O Mar de Júrmala
A única coisa que Sedriks Matisons gostara, ao chegar à sonolenta cidadezinha de Júrmala, havia sido a praia. Com a transferência da mãe, a bibliotecária Marlena, para a povoação litorânea, justamente no início das férias de verão, não lhe restara muita opção que não acompanhá-la durante os primeiros dias de trabalho.
- Eu sei que você não queria ficar cercado de livros empoeirados, mas me dê um tempo para colocar as coisas em ordem - pedira a mãe. - Isso é temporário, depois você vai poder pegar a sua bicicleta e conhecer a cidade.
- Aqui não tem nada para eu ver, mãe - reclamara o garoto, de má vontade.
- Na cidade, talvez não - admitira a mãe. - Mas que tal me ajudar a arrumar as prateleiras?
Fora prometida uma auxiliar à Marlena, mas ela sabia que esses processos dentro da burocracia governamental demoravam, ainda mais num recanto isolado como aquele, na península de Landmane.
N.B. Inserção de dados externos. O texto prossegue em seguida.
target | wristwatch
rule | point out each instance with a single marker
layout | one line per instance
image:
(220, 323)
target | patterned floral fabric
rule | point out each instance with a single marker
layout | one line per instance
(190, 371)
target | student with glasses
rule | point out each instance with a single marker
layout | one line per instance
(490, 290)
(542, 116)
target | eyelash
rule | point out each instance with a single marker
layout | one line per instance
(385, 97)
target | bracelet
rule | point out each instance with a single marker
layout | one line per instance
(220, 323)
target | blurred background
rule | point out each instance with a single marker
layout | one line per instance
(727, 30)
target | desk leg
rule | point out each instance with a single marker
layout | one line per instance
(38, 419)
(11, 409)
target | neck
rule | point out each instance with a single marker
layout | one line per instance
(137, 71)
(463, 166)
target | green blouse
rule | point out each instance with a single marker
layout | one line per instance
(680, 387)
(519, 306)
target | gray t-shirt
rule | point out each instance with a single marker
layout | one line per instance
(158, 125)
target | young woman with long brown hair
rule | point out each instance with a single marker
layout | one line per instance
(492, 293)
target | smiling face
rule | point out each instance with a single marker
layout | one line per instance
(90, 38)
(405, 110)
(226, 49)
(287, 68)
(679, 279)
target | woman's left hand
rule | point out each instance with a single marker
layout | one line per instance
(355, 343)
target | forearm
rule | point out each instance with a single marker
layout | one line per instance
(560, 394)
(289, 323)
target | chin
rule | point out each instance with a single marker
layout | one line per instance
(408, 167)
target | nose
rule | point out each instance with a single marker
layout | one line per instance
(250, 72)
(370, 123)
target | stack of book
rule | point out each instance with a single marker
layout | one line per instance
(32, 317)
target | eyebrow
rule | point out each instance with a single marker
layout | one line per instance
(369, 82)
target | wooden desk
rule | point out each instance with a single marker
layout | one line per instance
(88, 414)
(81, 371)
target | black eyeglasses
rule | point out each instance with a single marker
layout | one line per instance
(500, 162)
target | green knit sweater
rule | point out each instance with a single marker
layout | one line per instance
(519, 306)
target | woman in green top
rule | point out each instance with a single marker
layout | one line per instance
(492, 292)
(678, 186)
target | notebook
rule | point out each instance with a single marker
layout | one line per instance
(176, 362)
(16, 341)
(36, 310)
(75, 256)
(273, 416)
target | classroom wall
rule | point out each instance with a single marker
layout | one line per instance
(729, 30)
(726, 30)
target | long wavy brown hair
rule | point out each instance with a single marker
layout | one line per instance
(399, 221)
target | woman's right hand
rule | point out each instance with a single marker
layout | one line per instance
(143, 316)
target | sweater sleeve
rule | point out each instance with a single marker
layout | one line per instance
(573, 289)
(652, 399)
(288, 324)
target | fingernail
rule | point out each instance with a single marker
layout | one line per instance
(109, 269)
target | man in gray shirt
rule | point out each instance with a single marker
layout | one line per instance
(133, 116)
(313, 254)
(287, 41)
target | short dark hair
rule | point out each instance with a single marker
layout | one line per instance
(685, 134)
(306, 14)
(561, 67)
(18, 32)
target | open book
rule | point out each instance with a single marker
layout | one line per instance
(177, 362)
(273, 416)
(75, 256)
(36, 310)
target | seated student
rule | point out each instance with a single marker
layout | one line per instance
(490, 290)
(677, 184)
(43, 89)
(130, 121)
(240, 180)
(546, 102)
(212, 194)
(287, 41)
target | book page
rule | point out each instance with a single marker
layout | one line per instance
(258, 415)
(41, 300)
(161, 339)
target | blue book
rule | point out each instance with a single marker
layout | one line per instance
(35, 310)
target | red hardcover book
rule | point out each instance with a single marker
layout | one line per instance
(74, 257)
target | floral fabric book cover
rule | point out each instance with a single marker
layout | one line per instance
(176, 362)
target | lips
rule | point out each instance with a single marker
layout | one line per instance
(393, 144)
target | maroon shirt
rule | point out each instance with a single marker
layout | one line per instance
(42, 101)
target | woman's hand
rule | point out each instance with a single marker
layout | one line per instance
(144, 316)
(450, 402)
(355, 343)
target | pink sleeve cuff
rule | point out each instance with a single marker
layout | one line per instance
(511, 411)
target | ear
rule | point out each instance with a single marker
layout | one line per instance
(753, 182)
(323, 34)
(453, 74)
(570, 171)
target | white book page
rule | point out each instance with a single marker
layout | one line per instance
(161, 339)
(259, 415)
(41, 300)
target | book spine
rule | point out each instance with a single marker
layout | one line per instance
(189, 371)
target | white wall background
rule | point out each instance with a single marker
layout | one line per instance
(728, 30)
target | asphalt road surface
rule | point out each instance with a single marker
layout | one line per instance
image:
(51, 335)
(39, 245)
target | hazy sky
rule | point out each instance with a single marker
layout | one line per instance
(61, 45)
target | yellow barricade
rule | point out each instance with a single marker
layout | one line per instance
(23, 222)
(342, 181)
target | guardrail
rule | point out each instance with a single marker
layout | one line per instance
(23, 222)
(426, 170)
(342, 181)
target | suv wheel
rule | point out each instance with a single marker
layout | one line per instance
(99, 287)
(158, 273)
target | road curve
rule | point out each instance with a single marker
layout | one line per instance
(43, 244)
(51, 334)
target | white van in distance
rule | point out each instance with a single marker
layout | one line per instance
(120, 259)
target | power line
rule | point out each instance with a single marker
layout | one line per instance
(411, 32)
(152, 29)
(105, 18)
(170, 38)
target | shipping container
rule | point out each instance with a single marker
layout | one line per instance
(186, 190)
Desconsolado, Sedriks resolveu fazer o que a mãe pedira.
- Faz muito tempo que não compram livros novos - comentou de forma retórica.
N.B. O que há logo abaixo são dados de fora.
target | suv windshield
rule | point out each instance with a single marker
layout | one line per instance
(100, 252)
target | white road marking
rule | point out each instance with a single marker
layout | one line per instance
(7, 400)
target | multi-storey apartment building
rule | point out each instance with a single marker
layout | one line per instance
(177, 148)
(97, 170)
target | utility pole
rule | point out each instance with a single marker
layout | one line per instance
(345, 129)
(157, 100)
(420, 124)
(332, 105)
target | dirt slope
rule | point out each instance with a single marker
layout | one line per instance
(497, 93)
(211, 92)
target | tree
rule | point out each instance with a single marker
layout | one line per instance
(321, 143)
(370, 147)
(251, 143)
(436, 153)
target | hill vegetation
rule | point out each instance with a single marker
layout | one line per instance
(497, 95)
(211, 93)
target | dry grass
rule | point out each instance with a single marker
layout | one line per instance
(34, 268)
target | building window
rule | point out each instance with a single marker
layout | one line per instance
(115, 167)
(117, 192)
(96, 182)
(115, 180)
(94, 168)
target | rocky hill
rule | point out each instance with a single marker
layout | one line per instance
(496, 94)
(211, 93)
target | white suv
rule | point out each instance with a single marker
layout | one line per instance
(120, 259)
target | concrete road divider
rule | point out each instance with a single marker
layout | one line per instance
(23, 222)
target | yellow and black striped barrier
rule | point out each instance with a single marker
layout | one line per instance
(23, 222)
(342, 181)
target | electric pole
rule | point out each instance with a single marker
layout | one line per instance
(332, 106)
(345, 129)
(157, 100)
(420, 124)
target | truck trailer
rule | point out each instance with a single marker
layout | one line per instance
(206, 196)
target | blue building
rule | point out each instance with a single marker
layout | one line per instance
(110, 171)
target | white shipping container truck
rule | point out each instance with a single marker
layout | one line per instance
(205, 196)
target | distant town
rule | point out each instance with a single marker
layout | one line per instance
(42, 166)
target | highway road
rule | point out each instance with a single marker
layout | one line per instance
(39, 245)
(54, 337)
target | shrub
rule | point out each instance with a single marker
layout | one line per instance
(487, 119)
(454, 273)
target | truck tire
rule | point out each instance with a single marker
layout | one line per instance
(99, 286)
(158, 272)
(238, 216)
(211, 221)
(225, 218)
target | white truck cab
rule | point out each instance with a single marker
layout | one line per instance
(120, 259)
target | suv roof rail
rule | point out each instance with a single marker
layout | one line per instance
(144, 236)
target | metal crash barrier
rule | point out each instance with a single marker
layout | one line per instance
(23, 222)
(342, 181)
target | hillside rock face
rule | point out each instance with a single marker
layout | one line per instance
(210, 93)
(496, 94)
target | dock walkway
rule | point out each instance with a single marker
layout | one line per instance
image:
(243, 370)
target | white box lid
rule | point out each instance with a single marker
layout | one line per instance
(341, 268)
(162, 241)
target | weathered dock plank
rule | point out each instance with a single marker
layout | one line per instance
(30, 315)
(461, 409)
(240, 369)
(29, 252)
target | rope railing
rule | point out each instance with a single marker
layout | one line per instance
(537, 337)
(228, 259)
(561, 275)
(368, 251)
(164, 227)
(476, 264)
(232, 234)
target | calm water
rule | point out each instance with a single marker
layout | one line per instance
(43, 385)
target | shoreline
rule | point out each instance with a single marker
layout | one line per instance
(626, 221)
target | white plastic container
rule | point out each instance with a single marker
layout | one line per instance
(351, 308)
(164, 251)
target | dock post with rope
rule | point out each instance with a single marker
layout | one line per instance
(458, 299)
- Acho que sim - reconheceu Marlena. - Mas agora que estou aqui, vou dar um jeito isso.
Sedriks não pareceu muito animado com a possibilidade, mas calou-se, enquanto colocava os volumes nos locais indicados pela mãe. Em dado momento, deparou-se com um alfarrábio maior que os demais, encadernado em linho grosso. Abriu-o ao acaso e viu que continha ilustrações curiosas, de página inteira.
- Posso dar uma olhada nesse? - Indagou à mãe.
Marlena ajeitou os óculos no nariz e relanceou a capa do livro.
- "O Mar de Júrmala" - disse em voz alta. - Claro, sente ali no canto e boa leitura.
Embora houvesse um mapa com a localização das praias locais, não fora isso que chamara a atenção do garoto, mas as tais figuras que mostravam criaturas míticas, desenhadas a bico de pena. Supostamente, elas teriam sido avistadas pelo autor do livro, Normunds Bergmanis.
Subitamente, Júrmala parecia ser um local bem mais interessante do que parecera a princípio para Sedriks.
- Mãe, posso levar esse livro para ler em casa? - Indagou.
- Antes, precisamos fazer um cartão de biblioteca para você - ponderou a mãe. - Vai ser o primeiro leitor oficial desde que fecharam a biblioteca...
Havia uma velha máquina de escrever atrás do balcão, e Marlena conseguiu datilografar um cartão para o filho, apesar da fita estar meio ressecada pela falta de uso.
- Prontinho! - Exclamou triunfante, ao exibir o documento. - Assine aqui e me dê o livro para eu registrar a saída...
Formalidades concluídas, o livro separado sobre o balcão para ser levado para casa, Sedriks virou-se para a mãe e perguntou:
- Será que esse Bergmanis ainda está vivo?
Marlena abriu o volume no prefácio e fez um gesto negativo de cabeça.
- A data no prefácio é de mais de 100 anos atrás. Se ele morou aqui, deve estar no cemitério.
- Que pena; acho que seria alguém que eu gostaria de conhecer - lamentou Sedriks.
- Mas você ainda pode conhecê-lo, - replicou Marlena - basta ler o que ele escreveu; os livros são a nossa única chance de conversarmos com pessoas que já não estão mais entre nós.
Sedriks teve que se conformar com essa perspectiva.